Gov. Brad Little has unveiled new steps to improve transparency and accountability in Idaho’s administrative rulemaking processes.

Little directed the Idaho Office of the Administrative Rules (OAR) Coordinator housed within the Governor’s Division of Financial Management to make four changes that simplify rulemaking for the public:

  • New one-stop shop for public meetings and hearings schedules: Online postings of notices and schedules for all negotiated rulemaking public meetings and public hearings on proposed rules used to be located only on individual agencies’ web sites in places that could be hard for the public to find. Now the OAR Coordinator’s website includes all scheduled public meetings and hearings on a single web page, with easy-to-find information on dates, times, locations, and links to rulemaking notices and dockets. View the schedule here.
  • New subscribe feature: The Idaho Administrative Bulletin is published 1-2 times per month, and citizens now can sign up to receive an e-mail directly informing them when rules are published. Citizens used to have to remember to visit the site to check for updates.
  • New rulemaking cover sheets: Agencies with rules will be required to include a cover sheet explaining in plain language to whom the rule applies, the purpose of the rule, who to contact in the agency for more information on the rule, and legal authorities.
  • Better grouping and naming of rule chapters: Any agency that administers more than 20 chapters of rules underwent a process to group chapters of rules under headings that are easy for the public to understand and identify.

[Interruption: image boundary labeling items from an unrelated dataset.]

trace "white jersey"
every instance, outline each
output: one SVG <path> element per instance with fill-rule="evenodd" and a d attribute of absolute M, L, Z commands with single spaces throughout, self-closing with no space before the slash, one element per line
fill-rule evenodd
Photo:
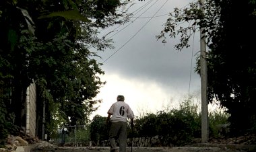
<path fill-rule="evenodd" d="M 111 122 L 127 122 L 128 118 L 133 118 L 133 112 L 130 106 L 125 102 L 119 101 L 114 103 L 108 111 L 108 114 L 111 114 Z"/>

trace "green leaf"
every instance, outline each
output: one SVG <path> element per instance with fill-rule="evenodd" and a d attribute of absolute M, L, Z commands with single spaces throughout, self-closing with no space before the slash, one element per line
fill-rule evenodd
<path fill-rule="evenodd" d="M 19 9 L 22 11 L 22 15 L 24 16 L 26 22 L 28 24 L 28 31 L 30 32 L 30 33 L 34 35 L 34 28 L 33 27 L 33 25 L 34 25 L 34 23 L 32 19 L 31 18 L 30 15 L 28 14 L 28 12 L 27 11 L 27 10 L 20 8 L 19 7 L 17 7 L 17 8 Z"/>
<path fill-rule="evenodd" d="M 40 16 L 38 17 L 38 19 L 49 18 L 53 17 L 63 17 L 67 20 L 79 20 L 85 22 L 91 22 L 89 19 L 83 16 L 78 11 L 76 10 L 53 12 L 47 15 Z"/>

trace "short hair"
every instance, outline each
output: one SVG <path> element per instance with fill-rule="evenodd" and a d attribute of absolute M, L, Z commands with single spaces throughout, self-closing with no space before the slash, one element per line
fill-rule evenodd
<path fill-rule="evenodd" d="M 123 95 L 119 95 L 117 96 L 117 101 L 125 101 L 125 97 L 123 96 Z"/>

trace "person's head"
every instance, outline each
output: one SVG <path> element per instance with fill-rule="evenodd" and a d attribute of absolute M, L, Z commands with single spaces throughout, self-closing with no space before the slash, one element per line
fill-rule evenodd
<path fill-rule="evenodd" d="M 119 95 L 117 96 L 117 102 L 119 102 L 119 101 L 124 102 L 125 97 L 123 95 Z"/>

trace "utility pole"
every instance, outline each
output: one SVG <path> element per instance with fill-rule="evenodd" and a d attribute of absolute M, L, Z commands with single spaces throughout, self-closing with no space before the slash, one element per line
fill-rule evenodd
<path fill-rule="evenodd" d="M 200 0 L 200 9 L 203 11 L 204 0 Z M 209 138 L 208 101 L 207 97 L 207 63 L 205 34 L 204 28 L 200 28 L 200 73 L 201 98 L 201 142 L 205 143 Z"/>

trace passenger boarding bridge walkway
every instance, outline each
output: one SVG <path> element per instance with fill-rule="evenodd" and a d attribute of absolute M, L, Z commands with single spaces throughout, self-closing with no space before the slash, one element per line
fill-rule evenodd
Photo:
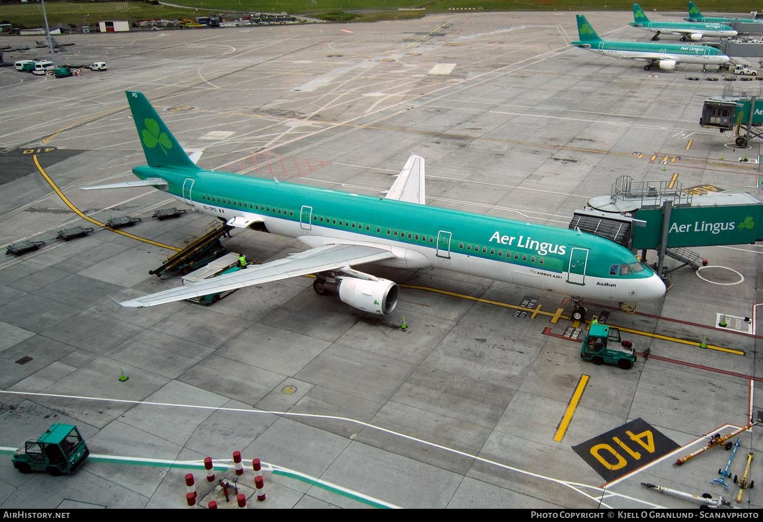
<path fill-rule="evenodd" d="M 763 240 L 763 203 L 744 193 L 694 197 L 676 181 L 636 182 L 621 176 L 609 195 L 591 198 L 588 207 L 575 211 L 569 227 L 640 250 L 642 259 L 647 250 L 657 250 L 657 272 L 664 276 L 665 256 L 681 266 L 707 264 L 688 246 Z"/>

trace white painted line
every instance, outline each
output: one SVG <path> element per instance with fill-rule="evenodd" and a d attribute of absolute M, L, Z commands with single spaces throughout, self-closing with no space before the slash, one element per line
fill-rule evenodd
<path fill-rule="evenodd" d="M 706 279 L 705 278 L 703 278 L 701 276 L 700 276 L 700 271 L 702 270 L 703 269 L 708 269 L 708 268 L 722 268 L 722 269 L 725 269 L 726 270 L 731 270 L 735 274 L 736 274 L 737 276 L 739 276 L 739 280 L 736 281 L 735 282 L 732 282 L 732 283 L 720 283 L 720 282 L 716 282 L 715 281 L 710 281 L 710 279 Z M 740 274 L 739 272 L 737 272 L 734 269 L 730 269 L 728 266 L 721 266 L 720 265 L 707 265 L 707 266 L 700 266 L 700 268 L 697 269 L 697 270 L 694 272 L 694 273 L 697 274 L 697 277 L 700 278 L 700 279 L 702 279 L 703 281 L 704 281 L 706 282 L 713 283 L 713 285 L 723 285 L 723 286 L 730 286 L 730 285 L 739 285 L 740 282 L 743 282 L 745 281 L 745 276 L 742 276 L 742 274 Z"/>

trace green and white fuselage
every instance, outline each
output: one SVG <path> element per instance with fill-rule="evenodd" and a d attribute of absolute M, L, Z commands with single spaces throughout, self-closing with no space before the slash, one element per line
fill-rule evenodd
<path fill-rule="evenodd" d="M 675 69 L 677 63 L 699 63 L 705 67 L 729 62 L 729 56 L 709 46 L 682 44 L 652 44 L 602 40 L 582 14 L 578 14 L 580 40 L 572 45 L 612 58 L 629 58 L 648 62 L 645 69 L 658 66 L 665 70 Z"/>
<path fill-rule="evenodd" d="M 124 306 L 153 306 L 313 273 L 317 282 L 336 280 L 343 301 L 388 314 L 397 302 L 398 285 L 353 268 L 365 263 L 445 269 L 597 301 L 634 302 L 665 293 L 655 273 L 609 240 L 423 205 L 420 156 L 408 159 L 385 197 L 204 170 L 185 154 L 145 96 L 128 92 L 127 98 L 149 165 L 133 169 L 142 181 L 89 188 L 155 186 L 231 226 L 294 237 L 308 250 L 124 301 Z"/>
<path fill-rule="evenodd" d="M 729 18 L 722 16 L 703 16 L 694 2 L 689 2 L 689 16 L 684 18 L 692 22 L 713 22 L 716 24 L 763 24 L 760 18 Z"/>
<path fill-rule="evenodd" d="M 665 292 L 627 249 L 574 230 L 224 172 L 133 172 L 166 180 L 169 194 L 201 212 L 261 223 L 311 248 L 341 242 L 391 249 L 394 258 L 380 264 L 446 269 L 596 300 L 649 300 Z"/>
<path fill-rule="evenodd" d="M 713 22 L 671 22 L 649 20 L 638 4 L 633 4 L 633 21 L 628 25 L 652 33 L 678 34 L 681 40 L 699 40 L 703 37 L 729 38 L 737 33 L 728 25 Z"/>

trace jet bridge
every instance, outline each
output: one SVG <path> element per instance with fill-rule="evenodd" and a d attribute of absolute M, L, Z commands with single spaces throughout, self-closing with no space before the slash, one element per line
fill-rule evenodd
<path fill-rule="evenodd" d="M 763 203 L 749 194 L 694 196 L 678 182 L 636 182 L 622 176 L 610 195 L 591 198 L 588 205 L 575 211 L 570 228 L 607 237 L 645 255 L 656 250 L 660 274 L 665 256 L 682 266 L 703 264 L 688 246 L 763 240 Z"/>
<path fill-rule="evenodd" d="M 763 44 L 761 45 L 763 47 Z M 705 100 L 702 106 L 700 125 L 718 129 L 723 133 L 731 130 L 736 136 L 737 147 L 745 147 L 752 137 L 763 136 L 763 92 L 760 88 L 735 89 L 731 85 L 723 89 L 723 94 Z"/>

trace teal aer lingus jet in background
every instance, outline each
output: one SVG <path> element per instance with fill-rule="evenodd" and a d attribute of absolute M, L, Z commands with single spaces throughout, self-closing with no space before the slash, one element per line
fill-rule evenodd
<path fill-rule="evenodd" d="M 697 41 L 702 40 L 702 37 L 728 38 L 736 36 L 736 31 L 722 24 L 652 21 L 646 18 L 643 9 L 638 4 L 633 4 L 633 21 L 629 22 L 628 25 L 655 33 L 652 39 L 655 40 L 660 39 L 660 34 L 662 33 L 678 34 L 681 37 L 681 41 L 687 40 Z"/>
<path fill-rule="evenodd" d="M 582 298 L 633 302 L 665 294 L 662 281 L 627 249 L 577 230 L 426 205 L 424 160 L 413 155 L 385 197 L 204 170 L 189 158 L 140 92 L 127 100 L 148 163 L 139 180 L 88 188 L 153 186 L 191 208 L 295 237 L 307 250 L 262 265 L 120 303 L 146 307 L 314 274 L 319 294 L 389 314 L 397 283 L 355 267 L 369 263 L 439 268 Z"/>
<path fill-rule="evenodd" d="M 666 71 L 675 69 L 677 63 L 699 63 L 702 70 L 707 66 L 729 62 L 729 56 L 710 46 L 685 44 L 652 44 L 618 42 L 602 40 L 582 14 L 578 14 L 578 35 L 580 40 L 572 45 L 612 58 L 629 58 L 645 61 L 644 70 L 652 66 Z"/>
<path fill-rule="evenodd" d="M 689 21 L 715 22 L 716 24 L 763 24 L 763 19 L 758 18 L 729 18 L 724 17 L 702 16 L 694 2 L 689 2 L 689 16 L 684 18 Z"/>

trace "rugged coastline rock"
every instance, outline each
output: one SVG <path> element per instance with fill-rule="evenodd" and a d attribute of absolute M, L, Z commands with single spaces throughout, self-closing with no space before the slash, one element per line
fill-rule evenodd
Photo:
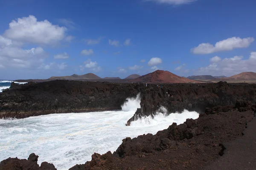
<path fill-rule="evenodd" d="M 225 144 L 242 136 L 256 116 L 256 110 L 227 110 L 202 114 L 179 125 L 174 123 L 154 135 L 127 137 L 113 154 L 95 153 L 91 161 L 69 170 L 203 170 L 225 154 Z"/>
<path fill-rule="evenodd" d="M 28 159 L 20 159 L 9 158 L 1 161 L 0 170 L 57 170 L 52 164 L 43 162 L 41 166 L 37 164 L 38 156 L 31 153 Z"/>
<path fill-rule="evenodd" d="M 256 102 L 256 85 L 247 83 L 177 83 L 159 85 L 55 80 L 24 85 L 12 83 L 0 93 L 0 117 L 121 109 L 128 97 L 140 93 L 141 108 L 127 125 L 142 116 L 154 116 L 164 107 L 168 113 L 184 109 L 200 113 L 207 108 L 237 101 Z M 243 109 L 242 108 L 241 109 Z"/>
<path fill-rule="evenodd" d="M 0 117 L 121 109 L 128 97 L 144 88 L 140 84 L 67 80 L 13 82 L 9 90 L 0 93 Z"/>
<path fill-rule="evenodd" d="M 217 83 L 164 84 L 157 88 L 154 85 L 148 85 L 142 96 L 140 108 L 137 109 L 134 116 L 128 120 L 127 125 L 142 117 L 154 116 L 161 106 L 166 108 L 169 113 L 180 113 L 186 109 L 202 113 L 207 111 L 207 108 L 209 110 L 209 108 L 218 106 L 242 108 L 237 105 L 246 107 L 242 103 L 254 104 L 256 102 L 255 84 L 220 82 Z"/>

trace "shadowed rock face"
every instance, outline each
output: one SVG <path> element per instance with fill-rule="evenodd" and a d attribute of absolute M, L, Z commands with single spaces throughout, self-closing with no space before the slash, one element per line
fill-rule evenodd
<path fill-rule="evenodd" d="M 248 110 L 256 109 L 255 105 L 247 105 Z M 254 114 L 251 110 L 239 112 L 229 106 L 210 110 L 210 113 L 187 119 L 179 125 L 174 123 L 154 135 L 127 137 L 113 154 L 95 153 L 91 161 L 70 170 L 203 170 L 225 154 L 225 142 L 242 136 Z"/>
<path fill-rule="evenodd" d="M 255 85 L 224 82 L 166 84 L 161 88 L 156 85 L 146 87 L 139 84 L 54 81 L 13 85 L 10 90 L 0 94 L 0 111 L 17 116 L 23 115 L 20 110 L 38 115 L 45 110 L 99 110 L 108 105 L 120 107 L 127 97 L 141 92 L 141 109 L 131 119 L 154 116 L 161 105 L 170 113 L 185 108 L 201 114 L 196 120 L 188 119 L 179 125 L 174 123 L 154 135 L 127 137 L 113 154 L 95 153 L 91 161 L 70 170 L 201 170 L 225 154 L 225 142 L 242 136 L 247 123 L 256 116 L 256 90 Z M 33 154 L 28 160 L 9 158 L 1 162 L 0 170 L 55 169 L 47 162 L 39 167 L 38 158 Z"/>
<path fill-rule="evenodd" d="M 139 84 L 67 80 L 12 83 L 9 90 L 0 93 L 0 117 L 121 109 L 127 98 L 144 88 Z"/>
<path fill-rule="evenodd" d="M 38 156 L 31 153 L 28 159 L 9 158 L 0 162 L 0 170 L 57 170 L 52 164 L 44 162 L 41 166 L 37 164 Z"/>
<path fill-rule="evenodd" d="M 155 86 L 148 85 L 142 96 L 140 108 L 137 109 L 127 122 L 127 125 L 142 117 L 154 116 L 161 106 L 164 107 L 169 113 L 180 113 L 185 109 L 201 113 L 204 113 L 207 108 L 227 105 L 233 108 L 238 104 L 237 102 L 241 102 L 240 104 L 243 105 L 244 102 L 253 104 L 256 102 L 255 84 L 220 82 L 209 84 L 165 84 L 158 88 Z"/>

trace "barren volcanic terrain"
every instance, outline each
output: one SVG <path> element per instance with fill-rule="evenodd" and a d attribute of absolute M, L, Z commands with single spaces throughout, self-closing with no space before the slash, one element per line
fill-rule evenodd
<path fill-rule="evenodd" d="M 212 82 L 225 81 L 228 82 L 256 82 L 256 73 L 253 72 L 244 72 L 234 76 L 221 79 L 215 79 L 210 80 Z"/>
<path fill-rule="evenodd" d="M 198 82 L 180 77 L 168 71 L 157 70 L 129 81 L 144 83 L 198 83 Z"/>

“I am determined to bring more accountability and transparency to Idaho’s rulemaking processes,” Little said. “I am thankful to the Legislature and agencies within my administration for helping me simplify rulemaking, so the average Idahoan feels encouraged to participate in the formation of laws that affect them.”

The changes come on the heels of Little’s announcement last week that Idaho’s licensing boards and commissions will consider recommendations to further simplify and cut occupational licensing laws, after the administration already has scaled back and streamlined 40 percent of regulations so far this year.